La législation luxembourgeoise prévoit pour les enfants âgés de trois ans la possibilité d’une scolarisation facultative appelée éducation précoce. La scolarité obligatoire commence à l’âge de 4 ans et se prolonge actuellement jusqu’à l’âge de 16 ans ; elle sera portée à 18 ans à partir de l’année scolaire 2026/2027. L’école fondamentale est divisée en quatre cycles d’enseignement. Le cycle 1 s’adresse aux enfants de 3 à 5 ans et regroupe l’éducation précoce non obligatoire et l’éducation préscolaire ; les cycles 2 à 4 correspondent à l’école fondamentale, le cycle 2 s’adressant aux enfants de 6 et 7 ans, le cycle 3 aux enfants de 8 et 9 ans et le cycle 4 aux enfants de 10 et 11 ans (MENJE, 2023). À la fin du quatrième cycle, les parents et le titulaire de classe prennent ensemble une décision quant à l’orientation de l’enfant dans son parcours scolaire (enseignement secondaire général, enseignement secondaire classique, enseignement secondaire européen, etc.) (MENJE, 2023, p. 26). L’enseignement secondaire faisant suite à l’école fondamentale offre une diversité de filières diplômantes et/ou continuées. L’enseignement secondaire classique (ESC), d’une durée de sept ans, prépare à l’enseignement supérieur et est consacré par un diplôme de fin d’études secondaires classiques. L’enseignement secondaire général (ESG) est une filière similaire, terminée par un diplôme de fin d’études secondaires générales et donnant accès à l’enseignement supérieur ou à l’entrée dans la vie professionnelle (MENJE, 2025).
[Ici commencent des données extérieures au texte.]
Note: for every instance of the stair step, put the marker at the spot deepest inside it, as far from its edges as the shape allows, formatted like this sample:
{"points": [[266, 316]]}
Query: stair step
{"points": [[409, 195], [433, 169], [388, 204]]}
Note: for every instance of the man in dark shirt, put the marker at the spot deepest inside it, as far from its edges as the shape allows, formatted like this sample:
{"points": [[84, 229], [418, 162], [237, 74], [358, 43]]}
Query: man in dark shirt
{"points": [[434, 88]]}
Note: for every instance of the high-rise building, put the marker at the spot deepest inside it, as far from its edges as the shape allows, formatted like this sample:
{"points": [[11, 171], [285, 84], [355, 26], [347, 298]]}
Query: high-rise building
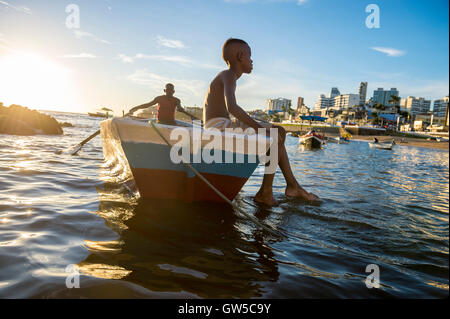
{"points": [[334, 92], [381, 96], [300, 102], [323, 103], [415, 105], [345, 101], [440, 107], [362, 91], [279, 104]]}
Alors que l’ESC est de nature plus académique et oriente les élèves davantage vers une poursuite dans l’enseignement supérieur, l’ESG, dont le contenu met un accent plus important sur une orientation professionnelle, ouvre outre l’enseignement supérieur sur un grand nombre d’autres formations.
L’enseignement professionnel, qui commence à la troisième année de l’enseignement secondaire, ouvre sur quelque 125 formations différentes donnant lieu à trois diplômes : le Certificat de capacité professionnelle (CCP), obtenu en principe après trois ans ; le Diplôme d’aptitude professionnelle (DAP), obtenu également au bout de trois ans, et le Diplôme de technicien (DT), dont l’obtention demande quatre années d’études.
Afin de favoriser une approche globale dans l’éducation des enfants et des jeunes, le système éducatif luxembourgeois fait appel à des structures de formation tant formelles que non formelles et soutient la collaboration et le travail en réseau des intervenants des secteurs formel et non formel. Le développement de structures d’accueil sous la forme de Maisons relais ainsi que des offres extrascolaires étendues et variées constituent des éléments importants de la politique en matière d’éducation au Luxembourg ; elles sont destinées à soutenir le développement de compétences personnelles et sociales et à contribuer à un meilleur bien-être. Exemples de cette politique : la multiplication des Maisons relais, les offres du Service socio-éducatif, la mise en place de comités d’élèves et la création de la Conférence nationale des élèves luxembourgeois (CNEL). S’y ajoutent le soutien de plates-formes comme le Parlement des jeunes ou le Conseil supérieur de la jeunesse, le subventionnement de maisons de jeunes et d’organisations de jeunesse, ainsi que l’offre variée et les nombreuses activités du Service National de la Jeunesse (SNJ).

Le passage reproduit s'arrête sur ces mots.